A new spectral analysis of stationary random Schrodinger operators

Motivated by the long-time transport properties of quantum waves in weakly disordered media, the present work puts random Schrodinger operators into a new spectral perspective. Based on a stationary random version of a Floquet type fibration, we reduce the description of the quantum dynamics to a fibered family of abstract spectral perturbation problems on the underlying probability space.
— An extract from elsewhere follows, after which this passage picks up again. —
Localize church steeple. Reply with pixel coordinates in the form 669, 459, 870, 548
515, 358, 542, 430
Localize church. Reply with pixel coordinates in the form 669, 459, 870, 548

We state a natural resonance conjecture for these fibered operators: in contrast with periodic and quasiperiodic settings, this would entail that Bloch waves do not exist as extended states but rather as resonant modes, and this would justify the expected exponential decay of time correlations. Although this resonance conjecture remains open, we develop new tools for spectral analysis on the probability space, and in particular, we show how ideas from Malliavin calculus lead to rigorous Mourre type results: we obtain an approximate dynamical resonance result and the first spectral proof of the decay of time correlations on the kinetic timescale. This spectral approach suggests a whole new way of circumventing perturbative expansions and renormalization techniques.

Automated summary

Inspired by the transport properties of quantum waves in weakly disordered media, this work introduces a new spectral approach for random Schrodinger operators. A resonance conjecture is proposed for the fibered operators, suggesting that Bloch waves exist as resonant modes rather than extended states. The development of new spectral analysis tools on the probability space leads to rigorous results regarding dynamical resonance and decay of time correlations on the kinetic timescale. This spectral approach offers a fresh perspective on avoiding perturbative expansions and renormalization techniques.